Since 2001 he has produced and co-produced over 150 short and feature films: fiction, documentaries, and animation, by international directors such as FJ Ossang, Gabe Klinger, Teddy Williams, Lois Patiño and Matias Piñeiro, and the Portuguese Edgar Pêra, João Canijo, Ana Rocha de Sousa and André Gil Mata.

As a producer he won a Golden Lion in Venice and a Golden Leopard in Locarno. His productions premiered in the most important festivals: Cannes, Berlim, Venice, Rotterdam, Locarno, Clermont Ferrand, Annecy.

He was responsible for the Guimarães 2012 European Capital of Culture film production and produced the films of Jean-Luc Godard, Aki Kaurismaki, Peter Greenaway, Manoel de Oliveira, Pedro Costa and Victor Erice, among many others.

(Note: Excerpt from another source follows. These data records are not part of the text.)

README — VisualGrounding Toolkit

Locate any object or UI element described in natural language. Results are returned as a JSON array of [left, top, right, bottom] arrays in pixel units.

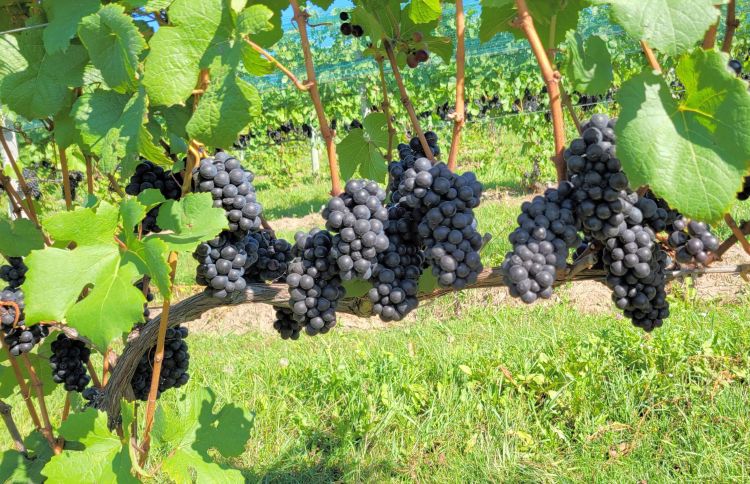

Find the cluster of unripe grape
[[339, 12, 365, 38]]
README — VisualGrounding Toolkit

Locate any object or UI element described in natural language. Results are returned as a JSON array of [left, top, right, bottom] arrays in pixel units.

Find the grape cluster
[[22, 168, 42, 200], [0, 257, 29, 289], [502, 182, 581, 304], [339, 12, 365, 38], [0, 287, 49, 356], [273, 308, 304, 340], [284, 229, 346, 336], [368, 205, 425, 321], [667, 217, 719, 264], [130, 326, 190, 401], [244, 230, 292, 283], [63, 170, 83, 200], [193, 151, 263, 236], [49, 333, 91, 393], [193, 231, 253, 299], [602, 224, 669, 331], [565, 114, 640, 241], [322, 180, 388, 281], [125, 160, 182, 234]]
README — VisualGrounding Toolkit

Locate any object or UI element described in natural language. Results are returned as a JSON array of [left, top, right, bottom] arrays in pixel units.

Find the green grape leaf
[[73, 89, 172, 177], [78, 2, 146, 92], [42, 202, 119, 245], [597, 0, 720, 55], [0, 219, 44, 257], [0, 348, 57, 398], [120, 198, 148, 233], [143, 0, 232, 106], [22, 202, 145, 350], [123, 237, 172, 298], [565, 30, 614, 95], [186, 41, 261, 146], [153, 389, 253, 482], [616, 48, 750, 222], [42, 0, 100, 54], [42, 405, 139, 483], [0, 431, 53, 483], [479, 0, 589, 49], [0, 29, 88, 119], [146, 193, 229, 251], [336, 113, 388, 183], [409, 0, 442, 24]]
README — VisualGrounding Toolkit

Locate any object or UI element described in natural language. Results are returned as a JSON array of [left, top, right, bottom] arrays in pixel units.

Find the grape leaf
[[0, 431, 52, 482], [143, 0, 232, 106], [0, 219, 44, 257], [42, 405, 138, 483], [616, 48, 750, 222], [565, 30, 614, 95], [186, 41, 261, 146], [73, 89, 172, 177], [0, 29, 88, 119], [78, 2, 146, 92], [146, 193, 229, 251], [479, 0, 589, 49], [597, 0, 720, 55], [42, 0, 100, 54], [336, 113, 388, 183], [153, 389, 253, 482], [409, 0, 442, 24], [43, 202, 119, 245]]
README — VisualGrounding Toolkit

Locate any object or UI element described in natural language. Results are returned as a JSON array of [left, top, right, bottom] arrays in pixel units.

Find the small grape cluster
[[284, 229, 346, 336], [193, 151, 263, 236], [565, 114, 640, 241], [244, 230, 292, 283], [602, 224, 669, 331], [0, 257, 29, 289], [125, 159, 182, 234], [63, 170, 83, 200], [667, 216, 719, 265], [130, 326, 190, 401], [368, 205, 425, 321], [502, 182, 581, 304], [49, 333, 91, 393], [322, 180, 388, 281], [339, 12, 365, 38], [193, 231, 253, 299], [22, 168, 42, 200]]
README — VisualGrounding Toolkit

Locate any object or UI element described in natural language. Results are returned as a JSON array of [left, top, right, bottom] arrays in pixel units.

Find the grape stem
[[641, 40, 662, 74], [377, 56, 396, 162], [383, 40, 435, 163], [0, 338, 42, 430], [448, 0, 466, 172], [514, 0, 566, 181], [60, 146, 73, 210], [100, 257, 750, 428], [242, 35, 310, 91], [721, 0, 740, 54], [0, 400, 29, 458], [19, 354, 62, 455], [140, 252, 177, 466], [289, 0, 343, 196], [0, 135, 39, 222]]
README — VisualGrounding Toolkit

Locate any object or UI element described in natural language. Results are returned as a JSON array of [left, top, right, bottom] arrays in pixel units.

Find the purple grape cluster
[[193, 151, 263, 237], [323, 180, 388, 281], [49, 333, 91, 393]]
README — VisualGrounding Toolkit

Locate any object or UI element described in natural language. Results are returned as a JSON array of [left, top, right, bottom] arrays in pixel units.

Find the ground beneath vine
[[185, 191, 750, 334]]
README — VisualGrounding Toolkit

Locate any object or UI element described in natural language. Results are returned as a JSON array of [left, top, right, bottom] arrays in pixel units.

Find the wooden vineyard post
[[515, 0, 566, 181]]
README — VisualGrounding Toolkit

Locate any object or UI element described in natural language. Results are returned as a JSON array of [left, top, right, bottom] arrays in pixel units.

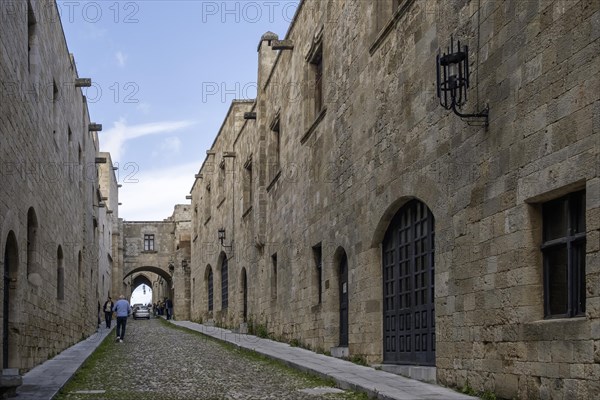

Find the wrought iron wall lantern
[[219, 228, 233, 251], [436, 37, 489, 126]]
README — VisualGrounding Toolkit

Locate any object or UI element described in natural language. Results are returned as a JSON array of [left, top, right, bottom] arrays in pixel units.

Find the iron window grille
[[541, 191, 586, 318]]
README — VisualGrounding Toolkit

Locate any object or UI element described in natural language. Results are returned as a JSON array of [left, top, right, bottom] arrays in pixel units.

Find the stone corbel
[[271, 39, 294, 50], [305, 25, 324, 62]]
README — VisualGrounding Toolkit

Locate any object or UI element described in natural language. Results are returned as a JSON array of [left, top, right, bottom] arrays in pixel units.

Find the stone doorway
[[2, 231, 19, 368], [382, 200, 435, 366]]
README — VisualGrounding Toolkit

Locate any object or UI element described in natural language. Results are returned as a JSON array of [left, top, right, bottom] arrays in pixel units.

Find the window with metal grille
[[541, 191, 585, 318]]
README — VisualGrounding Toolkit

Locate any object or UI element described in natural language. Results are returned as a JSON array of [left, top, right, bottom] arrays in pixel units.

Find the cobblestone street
[[57, 319, 366, 400]]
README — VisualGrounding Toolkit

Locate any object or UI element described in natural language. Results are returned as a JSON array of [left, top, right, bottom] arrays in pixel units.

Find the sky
[[58, 0, 298, 221]]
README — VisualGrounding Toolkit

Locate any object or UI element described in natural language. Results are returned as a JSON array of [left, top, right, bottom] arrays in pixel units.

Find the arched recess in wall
[[123, 265, 175, 300], [217, 251, 229, 310], [2, 231, 20, 368], [27, 207, 42, 286], [382, 199, 435, 365], [204, 264, 214, 312], [333, 247, 350, 347]]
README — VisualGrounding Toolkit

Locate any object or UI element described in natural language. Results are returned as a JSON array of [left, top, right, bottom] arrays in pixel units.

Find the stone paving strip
[[170, 321, 473, 400], [50, 319, 367, 400]]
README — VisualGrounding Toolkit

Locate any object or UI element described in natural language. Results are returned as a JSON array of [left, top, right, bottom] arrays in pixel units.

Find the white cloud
[[118, 161, 201, 221], [136, 102, 150, 115], [100, 118, 195, 161], [115, 51, 127, 67], [160, 136, 181, 154]]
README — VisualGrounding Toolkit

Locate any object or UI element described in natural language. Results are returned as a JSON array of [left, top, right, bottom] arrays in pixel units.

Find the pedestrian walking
[[165, 298, 173, 319], [113, 295, 131, 342], [102, 296, 115, 329]]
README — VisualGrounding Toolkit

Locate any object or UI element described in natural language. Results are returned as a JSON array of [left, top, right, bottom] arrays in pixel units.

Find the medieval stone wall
[[121, 205, 191, 319], [0, 0, 99, 370], [191, 0, 600, 398]]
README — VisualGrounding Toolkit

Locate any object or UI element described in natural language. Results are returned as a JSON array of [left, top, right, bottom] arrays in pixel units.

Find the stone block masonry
[[0, 0, 116, 372], [190, 0, 600, 399]]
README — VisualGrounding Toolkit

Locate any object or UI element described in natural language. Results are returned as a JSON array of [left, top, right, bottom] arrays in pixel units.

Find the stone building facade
[[97, 152, 118, 304], [190, 0, 600, 399], [0, 0, 116, 370]]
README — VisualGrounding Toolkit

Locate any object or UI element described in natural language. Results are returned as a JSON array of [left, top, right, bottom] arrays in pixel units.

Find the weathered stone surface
[[185, 0, 600, 398], [0, 0, 111, 370]]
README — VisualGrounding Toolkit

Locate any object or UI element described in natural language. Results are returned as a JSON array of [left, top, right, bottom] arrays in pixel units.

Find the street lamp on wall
[[218, 228, 233, 252], [436, 37, 489, 126]]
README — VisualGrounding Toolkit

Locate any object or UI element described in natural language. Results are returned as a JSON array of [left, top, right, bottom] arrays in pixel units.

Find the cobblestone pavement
[[56, 319, 365, 400]]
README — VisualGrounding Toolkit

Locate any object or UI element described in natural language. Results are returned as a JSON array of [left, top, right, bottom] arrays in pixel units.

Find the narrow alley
[[52, 319, 366, 400]]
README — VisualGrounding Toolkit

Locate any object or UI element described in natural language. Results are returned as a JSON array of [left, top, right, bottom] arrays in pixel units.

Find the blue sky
[[58, 0, 298, 221]]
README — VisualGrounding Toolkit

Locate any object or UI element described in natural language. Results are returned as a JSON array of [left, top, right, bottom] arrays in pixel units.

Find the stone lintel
[[75, 78, 92, 87], [88, 122, 102, 132], [271, 39, 294, 50]]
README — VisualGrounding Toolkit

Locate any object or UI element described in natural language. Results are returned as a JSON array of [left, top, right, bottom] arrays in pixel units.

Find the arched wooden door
[[383, 200, 435, 365]]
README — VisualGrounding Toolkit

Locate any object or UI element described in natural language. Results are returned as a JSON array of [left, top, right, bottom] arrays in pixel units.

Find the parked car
[[133, 306, 150, 319]]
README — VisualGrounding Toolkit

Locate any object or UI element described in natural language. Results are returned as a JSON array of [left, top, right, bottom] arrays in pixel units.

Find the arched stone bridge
[[123, 216, 190, 319]]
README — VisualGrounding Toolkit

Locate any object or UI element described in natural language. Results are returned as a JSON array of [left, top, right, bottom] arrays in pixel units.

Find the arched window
[[221, 255, 229, 310], [27, 207, 39, 276], [56, 246, 65, 300], [242, 268, 248, 322], [206, 265, 214, 311], [2, 231, 20, 368]]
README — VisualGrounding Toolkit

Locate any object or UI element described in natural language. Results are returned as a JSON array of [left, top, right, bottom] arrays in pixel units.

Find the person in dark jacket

The Worst Man in London is his latest feature, which premiered at the International Film Festival Rotterdam 2024 – Big Screen Competition.

Selected filmography

The Worst Man in London, Fic, 128’, 2024

Down by Life, Fic, 66’, 2021

Surdine, Fic, 75’, 2020

Blue Breath, Doc, 78’, 2018

Ornament & Crime, Fic, 90', 2015

1960, Doc, 70', 2013

Hay Road, Fic, 90', 2012

Thebes, Fic, 80', 2007

Intentions note

I have long admired the art of the Pre-Raphaelites. From Dante Gabriel Rossetti to William Holman Hunt, to Millais and Burne-Jones, they all fascinated me as artists, but their organization as a “brotherhood” fascinates me much more. The insistence on creating a reform movement, even if not avant-garde, defending art for art's sake back in the 19th century, based on the appropriation of the past, is something I really admire and, in a way, a recurrence in my cinema. I see myself at the beginning of the appropriation of genres or styles from another time transposed to today.

As a director, the intention of appropriating a painting style for the film's photography is fundamental. Here, I couldn't help but try to use as a palette of tones and colors the same one that Millais and Burne-Jones used to paint nature, the one that Rossetti used for the faces, the golden contrast with Lizzie's flaming hair...

When Jorge Luis Borges, in his film critical texts, compares Citizen Kane to the Pre-Raphaelites, he highlights not only the nature of the frames but mainly the revolution from the point of view of the use of focus. I see the film as a little more narcotic, from the point of view of the action, and the contrast of the hyper-decorated and dark interiors with the bright exteriors dominated by gardens and the nature that the Pre-Raphaelites knew how to portray so well. It is, however, a film of faces marked by the harshness of the time, of life, of laudanum, and of the weakness of the lives of artists of the past, as of today. And Howell is essential to penetrate the Victorian carapace of “good manners” of a self-absorbed London. How was he able to influence so many crucial episodes of an era that decided to omit him or make him a villain?